Video highlight detection method and device based on graph neural network

Technical Field

The invention relates to the technical field of video information, in particular to a video highlight detection method and device based on a graph neural network.

Background

With the popularization of wearable devices such as portable cameras and intelligent glasses, more and more people record their lives through videos, and the detection of video highlights becomes increasingly important.

Most of the existing video highlight detection methods extract the overall characteristics of the video and do not consider the difference of the space-time local characteristics. Due to the complexity of the video content, this mixed feature will affect the detection effect of the final highlight.

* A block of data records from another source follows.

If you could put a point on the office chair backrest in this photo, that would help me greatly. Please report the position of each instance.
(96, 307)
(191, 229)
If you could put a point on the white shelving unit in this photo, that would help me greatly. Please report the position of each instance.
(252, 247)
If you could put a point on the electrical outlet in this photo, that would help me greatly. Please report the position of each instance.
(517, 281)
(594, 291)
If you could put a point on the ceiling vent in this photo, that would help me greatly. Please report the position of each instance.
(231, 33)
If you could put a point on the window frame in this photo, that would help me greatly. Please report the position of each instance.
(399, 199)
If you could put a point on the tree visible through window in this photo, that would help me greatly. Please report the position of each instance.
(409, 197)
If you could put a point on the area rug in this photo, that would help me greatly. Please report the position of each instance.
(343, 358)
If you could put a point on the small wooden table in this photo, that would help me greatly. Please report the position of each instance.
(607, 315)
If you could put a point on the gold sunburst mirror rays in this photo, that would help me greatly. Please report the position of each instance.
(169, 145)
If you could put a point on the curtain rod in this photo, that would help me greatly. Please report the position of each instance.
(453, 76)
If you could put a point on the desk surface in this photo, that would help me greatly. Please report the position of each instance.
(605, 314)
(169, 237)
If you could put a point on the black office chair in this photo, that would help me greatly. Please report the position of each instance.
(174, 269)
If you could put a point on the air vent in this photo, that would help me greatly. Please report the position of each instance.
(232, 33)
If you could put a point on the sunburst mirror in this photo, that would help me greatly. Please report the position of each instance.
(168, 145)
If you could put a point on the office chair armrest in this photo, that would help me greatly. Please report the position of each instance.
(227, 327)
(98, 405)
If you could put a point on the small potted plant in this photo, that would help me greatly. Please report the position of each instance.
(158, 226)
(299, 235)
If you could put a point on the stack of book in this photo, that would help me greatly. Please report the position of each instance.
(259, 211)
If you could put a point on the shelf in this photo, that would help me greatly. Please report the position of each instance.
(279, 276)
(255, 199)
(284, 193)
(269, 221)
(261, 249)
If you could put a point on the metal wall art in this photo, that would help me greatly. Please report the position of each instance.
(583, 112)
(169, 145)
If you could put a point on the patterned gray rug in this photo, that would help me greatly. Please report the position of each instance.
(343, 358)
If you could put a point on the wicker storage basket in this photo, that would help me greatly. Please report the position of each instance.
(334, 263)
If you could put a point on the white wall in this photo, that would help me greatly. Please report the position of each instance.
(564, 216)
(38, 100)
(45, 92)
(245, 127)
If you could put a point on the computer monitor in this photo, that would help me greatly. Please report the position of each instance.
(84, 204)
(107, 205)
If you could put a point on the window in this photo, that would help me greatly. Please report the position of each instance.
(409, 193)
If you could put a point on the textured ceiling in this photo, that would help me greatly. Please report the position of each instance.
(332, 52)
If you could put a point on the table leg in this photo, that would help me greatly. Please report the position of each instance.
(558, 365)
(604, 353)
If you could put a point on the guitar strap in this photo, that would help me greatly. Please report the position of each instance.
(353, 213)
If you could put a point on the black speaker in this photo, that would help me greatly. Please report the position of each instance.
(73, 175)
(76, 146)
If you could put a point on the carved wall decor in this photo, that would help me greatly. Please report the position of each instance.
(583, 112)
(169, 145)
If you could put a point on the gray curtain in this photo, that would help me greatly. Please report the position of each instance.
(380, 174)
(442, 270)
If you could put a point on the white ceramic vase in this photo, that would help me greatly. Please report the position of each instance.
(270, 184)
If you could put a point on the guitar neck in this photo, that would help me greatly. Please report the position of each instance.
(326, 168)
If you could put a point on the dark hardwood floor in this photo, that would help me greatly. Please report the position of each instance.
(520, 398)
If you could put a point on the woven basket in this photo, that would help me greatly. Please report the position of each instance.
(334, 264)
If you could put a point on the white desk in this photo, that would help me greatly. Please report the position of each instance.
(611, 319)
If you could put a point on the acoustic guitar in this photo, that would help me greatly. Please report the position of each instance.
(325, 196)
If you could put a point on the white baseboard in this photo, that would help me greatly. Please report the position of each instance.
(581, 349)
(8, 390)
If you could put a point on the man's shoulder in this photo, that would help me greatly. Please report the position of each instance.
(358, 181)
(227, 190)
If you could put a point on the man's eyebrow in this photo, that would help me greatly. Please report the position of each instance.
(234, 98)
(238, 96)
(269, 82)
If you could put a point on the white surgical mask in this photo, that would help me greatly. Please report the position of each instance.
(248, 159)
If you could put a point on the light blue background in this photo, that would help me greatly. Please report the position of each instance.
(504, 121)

Existing models are mainly divided into three types, namely hidden variable-based ordering models, automatic encoder-based models, and convolutional neural network-based models. The model based on the hidden variable solves the problem that a large amount of noise exists in the video, the range of a training sample is expanded, but the precision of the method is limited because the video is represented by manual features; the model based on the automatic encoder reduces the requirement on the number of negative samples in training data, but the whole process is unsupervised learning, so the detection precision is low; the model based on the convolutional neural network utilizes the double-branch network to consider information on the video space and time dimensions, and obtains higher detection precision, but does not consider that the information provided by different frames is different, and the information provided by different areas is also different in the same frame.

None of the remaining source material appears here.